Tessellating Hills: a toy model for demons in imperfect search

Now this is one of the more interesting things I've come across.

I fiddled around with the code a bit and was able to reproduce the phenomenon with DIMS = 1, making visualisation possible:

Behold!

Here's the code I used to make the plot:

import torch
import numpy as np
import matplotlib.pyplot as plt
from mpl_toolkits import mplot3d

DIMS = 1   # number of dimensions that xn has
WSUM = 5    # number of waves added together to make a splotch
EPSILON = 0.10 # rate at which xn controlls splotch strength
TRAIN_TIME = 5000 # number of iterations to train for
LEARN_RATE = 0.2   # learning rate
MESH_DENSITY = 100 #number of points ot plt in 3d mesh (if applicable)

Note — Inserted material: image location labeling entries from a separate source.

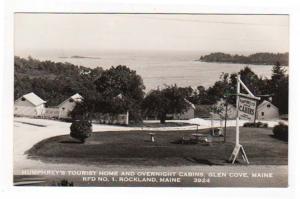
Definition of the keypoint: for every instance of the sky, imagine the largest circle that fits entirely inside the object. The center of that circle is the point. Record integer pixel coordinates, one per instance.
(151, 32)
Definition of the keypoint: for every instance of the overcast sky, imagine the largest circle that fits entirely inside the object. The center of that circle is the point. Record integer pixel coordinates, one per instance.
(227, 33)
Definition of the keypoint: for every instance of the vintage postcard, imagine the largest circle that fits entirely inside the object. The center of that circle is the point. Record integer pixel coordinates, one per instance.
(151, 100)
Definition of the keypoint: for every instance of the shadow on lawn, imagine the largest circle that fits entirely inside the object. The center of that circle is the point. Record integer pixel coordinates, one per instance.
(201, 161)
(284, 139)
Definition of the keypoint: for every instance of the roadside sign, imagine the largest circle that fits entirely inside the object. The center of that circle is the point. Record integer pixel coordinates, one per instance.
(247, 108)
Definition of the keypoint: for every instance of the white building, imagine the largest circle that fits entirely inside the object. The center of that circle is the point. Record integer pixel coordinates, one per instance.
(29, 105)
(68, 105)
(266, 110)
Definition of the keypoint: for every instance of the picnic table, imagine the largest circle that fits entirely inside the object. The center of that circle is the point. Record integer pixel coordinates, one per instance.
(152, 138)
(200, 137)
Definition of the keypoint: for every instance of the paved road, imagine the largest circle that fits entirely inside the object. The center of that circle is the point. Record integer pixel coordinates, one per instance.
(28, 132)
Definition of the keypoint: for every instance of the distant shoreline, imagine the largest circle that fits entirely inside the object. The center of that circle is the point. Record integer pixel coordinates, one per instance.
(253, 59)
(79, 57)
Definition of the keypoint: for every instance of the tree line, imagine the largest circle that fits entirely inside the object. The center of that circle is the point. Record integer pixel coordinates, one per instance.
(119, 89)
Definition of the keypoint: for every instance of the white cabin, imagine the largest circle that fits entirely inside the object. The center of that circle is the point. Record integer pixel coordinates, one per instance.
(266, 110)
(29, 105)
(68, 105)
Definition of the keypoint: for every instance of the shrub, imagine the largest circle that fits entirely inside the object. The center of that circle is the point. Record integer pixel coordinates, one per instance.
(255, 125)
(281, 131)
(81, 129)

torch.random.manual_seed(1729)

# knlist and k0list are integers, so the splotch functions are periodic
knlist = torch.randint(-2, 3, (DIMS, WSUM, DIMS)) # wavenumbers : list (controlling dim, wave id, k component)
k0list = torch.randint(-2, 3, (DIMS, WSUM))       # the x0 component of wavenumber : list (controlling dim, wave id)
slist = torch.randn((DIMS, WSUM))                # sin coefficients for a particular wave : list(controlling dim, wave id)
clist = torch.randn((DIMS, WSUM))                # cos coefficients for a particular wave : list (controlling dim, wave id)

# initialize x0, xn
x0 = torch.zeros(1, requires_grad=True)
xn = torch.zeros(DIMS, requires_grad=True)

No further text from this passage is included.